6 How, then, you will say, do we read in the apocalypse written by John: “The beast that ascends out of the bottomless pit shall...kill them [that is, obviously, the prophets], and their dead bodies shall lie in the street of the great city which spiritually is called Sodom and Egypt, where also their Lord was crucified?” If the great city where the Lord was crucified is Jerusalem, and if the place of His crucifixion is spiritually called Sodom and Egypt; then as the Lord was crucified at Jerusalem, Jerusalem must be Sodom and Egypt.
Holy Scripture, I reply first of all, cannot contradict itself. One book cannot invalidate the drift of the whole. A single verse cannot annul the meaning of a book. Ten lines earlier in the apocalypse it is written: “Rise and measure the temple of God, and the altar, and them that worship therein. But the court which is without the temple leave out and measure it not; for it is given unto the Gentiles; and the holy city shall they tread under foot forty and two months.” The apocalypse was written by John long after the Lord's passion, yet in it he speaks of Jerusalem as the holy city.
But if so, how can he spiritually call it Sodom and Egypt? It is no answer to say that the Jerusalem which is called holy is the heavenly one which is to be, while that which is called Sodom is the earthly one tottering to its downfall. For it is the Jerusalem to come that is referred to in the description of the beast, “which shall ascend out of the bottomless pit, and shall make war against the two prophets, and shall overcome them and kill them, and their dead bodies shall lie in the street of the great city.” At the close of the book it is farther described thus: “And the city lies four-square, and the length of it and the breadth are the same as the height; and he measured the city with the golden reed twelve thousand furlongs.

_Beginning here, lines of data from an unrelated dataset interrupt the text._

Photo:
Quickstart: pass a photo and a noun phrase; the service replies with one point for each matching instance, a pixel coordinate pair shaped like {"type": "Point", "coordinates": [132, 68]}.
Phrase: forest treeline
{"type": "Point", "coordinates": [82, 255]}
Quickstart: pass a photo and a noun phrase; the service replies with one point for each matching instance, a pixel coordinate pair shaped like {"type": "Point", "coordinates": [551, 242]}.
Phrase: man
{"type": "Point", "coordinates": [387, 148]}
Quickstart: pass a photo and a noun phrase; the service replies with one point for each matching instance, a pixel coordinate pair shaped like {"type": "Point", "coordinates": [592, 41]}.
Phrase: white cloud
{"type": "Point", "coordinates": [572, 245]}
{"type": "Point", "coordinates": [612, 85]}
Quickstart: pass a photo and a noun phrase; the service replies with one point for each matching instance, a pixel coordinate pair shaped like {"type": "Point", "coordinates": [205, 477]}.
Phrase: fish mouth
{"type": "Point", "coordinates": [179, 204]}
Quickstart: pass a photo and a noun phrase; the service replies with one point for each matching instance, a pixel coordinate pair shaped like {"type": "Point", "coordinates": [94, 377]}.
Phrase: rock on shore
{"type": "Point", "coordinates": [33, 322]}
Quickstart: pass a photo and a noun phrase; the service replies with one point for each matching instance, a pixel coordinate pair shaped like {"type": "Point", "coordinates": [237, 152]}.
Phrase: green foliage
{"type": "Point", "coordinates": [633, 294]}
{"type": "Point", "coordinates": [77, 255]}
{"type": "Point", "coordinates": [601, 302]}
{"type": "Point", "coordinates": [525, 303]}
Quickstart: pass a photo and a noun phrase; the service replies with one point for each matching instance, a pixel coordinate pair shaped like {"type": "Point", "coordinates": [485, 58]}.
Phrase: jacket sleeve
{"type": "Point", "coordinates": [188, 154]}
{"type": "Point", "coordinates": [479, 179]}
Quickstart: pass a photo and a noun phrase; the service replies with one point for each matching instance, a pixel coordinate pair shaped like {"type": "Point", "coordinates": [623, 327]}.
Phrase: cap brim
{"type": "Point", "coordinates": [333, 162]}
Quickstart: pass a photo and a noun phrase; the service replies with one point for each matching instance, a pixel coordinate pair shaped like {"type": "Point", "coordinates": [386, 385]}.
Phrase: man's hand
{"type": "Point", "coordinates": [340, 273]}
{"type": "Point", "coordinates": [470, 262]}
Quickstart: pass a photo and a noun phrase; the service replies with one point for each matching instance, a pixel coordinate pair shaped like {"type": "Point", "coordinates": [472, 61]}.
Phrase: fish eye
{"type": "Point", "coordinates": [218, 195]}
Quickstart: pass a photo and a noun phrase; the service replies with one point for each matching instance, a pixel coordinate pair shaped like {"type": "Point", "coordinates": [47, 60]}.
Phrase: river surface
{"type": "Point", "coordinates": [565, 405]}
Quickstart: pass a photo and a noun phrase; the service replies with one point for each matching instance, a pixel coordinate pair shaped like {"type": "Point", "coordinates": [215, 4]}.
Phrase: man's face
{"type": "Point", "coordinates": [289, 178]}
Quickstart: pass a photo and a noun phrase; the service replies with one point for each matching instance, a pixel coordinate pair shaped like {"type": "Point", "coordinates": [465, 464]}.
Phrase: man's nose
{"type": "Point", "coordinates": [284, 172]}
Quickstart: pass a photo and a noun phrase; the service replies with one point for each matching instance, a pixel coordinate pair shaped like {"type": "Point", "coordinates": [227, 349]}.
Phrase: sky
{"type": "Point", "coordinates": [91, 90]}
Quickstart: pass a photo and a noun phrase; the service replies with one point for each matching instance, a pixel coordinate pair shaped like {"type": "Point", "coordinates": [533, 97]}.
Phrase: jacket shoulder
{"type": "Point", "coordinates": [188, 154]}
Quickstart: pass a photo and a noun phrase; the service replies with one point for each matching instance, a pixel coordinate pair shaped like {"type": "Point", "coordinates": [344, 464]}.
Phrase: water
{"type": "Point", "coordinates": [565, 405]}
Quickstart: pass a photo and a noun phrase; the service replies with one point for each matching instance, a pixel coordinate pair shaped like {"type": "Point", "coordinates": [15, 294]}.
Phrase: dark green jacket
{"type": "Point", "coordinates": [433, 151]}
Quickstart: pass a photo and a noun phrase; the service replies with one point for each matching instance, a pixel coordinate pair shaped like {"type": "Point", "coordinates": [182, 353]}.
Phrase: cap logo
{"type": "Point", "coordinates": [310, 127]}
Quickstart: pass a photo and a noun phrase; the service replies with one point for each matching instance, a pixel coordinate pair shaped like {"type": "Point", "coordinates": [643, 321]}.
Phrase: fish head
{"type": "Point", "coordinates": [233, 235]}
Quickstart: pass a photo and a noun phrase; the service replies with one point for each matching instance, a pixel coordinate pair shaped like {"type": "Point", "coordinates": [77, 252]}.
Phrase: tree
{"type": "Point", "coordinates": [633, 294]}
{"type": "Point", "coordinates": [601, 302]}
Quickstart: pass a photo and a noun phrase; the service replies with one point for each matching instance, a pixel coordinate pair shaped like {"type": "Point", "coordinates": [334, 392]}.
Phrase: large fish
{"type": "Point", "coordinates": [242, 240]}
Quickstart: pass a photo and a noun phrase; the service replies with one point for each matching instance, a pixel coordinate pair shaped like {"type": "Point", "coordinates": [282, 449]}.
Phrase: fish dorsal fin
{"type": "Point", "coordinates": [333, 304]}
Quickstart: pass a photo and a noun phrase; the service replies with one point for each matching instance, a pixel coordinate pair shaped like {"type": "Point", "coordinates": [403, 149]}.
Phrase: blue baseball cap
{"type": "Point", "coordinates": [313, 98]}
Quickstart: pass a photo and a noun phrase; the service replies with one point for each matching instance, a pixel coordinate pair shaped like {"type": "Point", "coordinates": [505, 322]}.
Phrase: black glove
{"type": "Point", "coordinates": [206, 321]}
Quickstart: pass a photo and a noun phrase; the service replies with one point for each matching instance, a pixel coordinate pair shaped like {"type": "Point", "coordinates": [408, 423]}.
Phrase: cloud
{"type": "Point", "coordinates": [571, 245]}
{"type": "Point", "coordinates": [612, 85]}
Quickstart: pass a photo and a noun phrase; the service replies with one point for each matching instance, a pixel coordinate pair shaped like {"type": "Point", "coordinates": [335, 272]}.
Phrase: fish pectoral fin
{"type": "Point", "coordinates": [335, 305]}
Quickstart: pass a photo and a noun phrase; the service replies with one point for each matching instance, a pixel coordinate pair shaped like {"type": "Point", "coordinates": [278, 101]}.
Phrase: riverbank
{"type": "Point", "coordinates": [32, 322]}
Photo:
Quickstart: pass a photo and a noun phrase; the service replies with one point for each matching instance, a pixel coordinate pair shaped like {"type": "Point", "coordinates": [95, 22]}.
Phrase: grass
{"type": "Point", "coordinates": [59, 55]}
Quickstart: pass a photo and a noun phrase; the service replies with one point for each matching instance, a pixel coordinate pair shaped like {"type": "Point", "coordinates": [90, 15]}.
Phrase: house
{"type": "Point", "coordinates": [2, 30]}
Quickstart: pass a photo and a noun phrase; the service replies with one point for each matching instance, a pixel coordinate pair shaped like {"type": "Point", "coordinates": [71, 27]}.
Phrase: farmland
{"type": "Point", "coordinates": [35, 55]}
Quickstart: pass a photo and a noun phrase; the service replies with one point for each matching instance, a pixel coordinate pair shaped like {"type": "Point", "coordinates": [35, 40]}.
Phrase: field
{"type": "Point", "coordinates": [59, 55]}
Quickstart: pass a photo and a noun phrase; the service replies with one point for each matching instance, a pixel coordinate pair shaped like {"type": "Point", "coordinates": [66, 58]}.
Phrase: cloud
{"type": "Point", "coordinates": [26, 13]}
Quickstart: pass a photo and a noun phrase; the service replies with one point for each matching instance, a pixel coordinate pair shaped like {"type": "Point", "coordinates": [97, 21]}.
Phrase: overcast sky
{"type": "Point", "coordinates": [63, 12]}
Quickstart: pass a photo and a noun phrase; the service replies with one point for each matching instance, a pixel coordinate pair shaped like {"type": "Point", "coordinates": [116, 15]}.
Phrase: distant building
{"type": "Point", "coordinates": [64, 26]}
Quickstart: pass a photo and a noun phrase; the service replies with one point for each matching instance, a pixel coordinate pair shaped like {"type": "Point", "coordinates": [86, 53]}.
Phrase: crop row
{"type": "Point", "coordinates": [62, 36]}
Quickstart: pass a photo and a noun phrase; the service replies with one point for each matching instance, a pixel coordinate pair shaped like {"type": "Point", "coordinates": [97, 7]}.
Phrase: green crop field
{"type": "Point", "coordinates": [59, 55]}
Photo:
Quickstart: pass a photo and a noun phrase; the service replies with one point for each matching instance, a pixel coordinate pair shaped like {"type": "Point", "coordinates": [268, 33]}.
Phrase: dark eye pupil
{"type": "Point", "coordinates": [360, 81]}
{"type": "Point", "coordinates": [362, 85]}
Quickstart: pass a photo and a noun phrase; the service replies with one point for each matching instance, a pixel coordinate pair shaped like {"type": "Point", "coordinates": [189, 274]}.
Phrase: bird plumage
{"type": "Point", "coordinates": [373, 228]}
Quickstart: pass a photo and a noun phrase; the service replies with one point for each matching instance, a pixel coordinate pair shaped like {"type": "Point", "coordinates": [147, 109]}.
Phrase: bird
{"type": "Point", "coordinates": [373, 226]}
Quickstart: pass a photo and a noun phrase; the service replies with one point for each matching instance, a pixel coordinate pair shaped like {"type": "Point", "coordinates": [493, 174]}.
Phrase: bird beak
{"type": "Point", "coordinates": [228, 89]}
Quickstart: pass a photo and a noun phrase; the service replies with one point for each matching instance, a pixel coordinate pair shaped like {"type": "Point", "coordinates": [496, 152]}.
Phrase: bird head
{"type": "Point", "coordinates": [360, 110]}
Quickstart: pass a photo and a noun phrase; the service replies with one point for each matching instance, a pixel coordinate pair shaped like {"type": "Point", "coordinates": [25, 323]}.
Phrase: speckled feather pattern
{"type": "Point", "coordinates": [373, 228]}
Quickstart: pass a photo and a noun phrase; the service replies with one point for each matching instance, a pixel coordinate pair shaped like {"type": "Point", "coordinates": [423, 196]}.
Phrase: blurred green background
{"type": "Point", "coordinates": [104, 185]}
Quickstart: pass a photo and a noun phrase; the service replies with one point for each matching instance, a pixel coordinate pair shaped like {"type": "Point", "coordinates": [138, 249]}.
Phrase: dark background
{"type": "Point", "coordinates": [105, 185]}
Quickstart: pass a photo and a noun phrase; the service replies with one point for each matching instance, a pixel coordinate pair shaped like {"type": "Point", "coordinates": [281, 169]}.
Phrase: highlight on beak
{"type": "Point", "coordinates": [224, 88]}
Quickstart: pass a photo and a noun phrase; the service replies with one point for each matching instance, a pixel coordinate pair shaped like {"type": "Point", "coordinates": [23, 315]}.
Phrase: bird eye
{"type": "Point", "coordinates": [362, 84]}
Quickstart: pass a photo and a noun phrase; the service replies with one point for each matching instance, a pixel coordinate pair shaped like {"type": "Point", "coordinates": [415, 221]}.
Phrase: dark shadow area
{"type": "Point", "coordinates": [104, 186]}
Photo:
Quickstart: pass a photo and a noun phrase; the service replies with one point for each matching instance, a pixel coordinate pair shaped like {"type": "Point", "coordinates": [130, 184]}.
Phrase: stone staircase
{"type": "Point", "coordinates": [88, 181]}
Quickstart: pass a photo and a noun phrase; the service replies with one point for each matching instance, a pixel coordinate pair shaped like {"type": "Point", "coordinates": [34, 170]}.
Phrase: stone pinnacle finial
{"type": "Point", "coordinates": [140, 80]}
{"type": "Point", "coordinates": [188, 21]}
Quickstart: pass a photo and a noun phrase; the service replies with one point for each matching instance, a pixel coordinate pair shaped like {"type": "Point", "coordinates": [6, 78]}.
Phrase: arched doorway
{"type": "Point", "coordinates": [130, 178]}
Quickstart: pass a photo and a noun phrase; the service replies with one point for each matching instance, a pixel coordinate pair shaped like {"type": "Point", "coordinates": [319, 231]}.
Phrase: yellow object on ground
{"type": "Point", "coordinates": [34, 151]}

The length and the breadth and the height of it are equal. And he measured the walls thereof, an hundred and forty and four cubits, according to the measure of a man, that is, of the angel. And the building of the wall of it was of jasper; and the city was pure gold” — and so on. Now where there is a square there can be neither length nor breadth. And what kind of measurement is that which makes length and breadth equal to height? And how can there be walls of jasper, or a whole city of pure gold; its foundations and its streets of precious stones, and its twelve gates each glowing with pearls?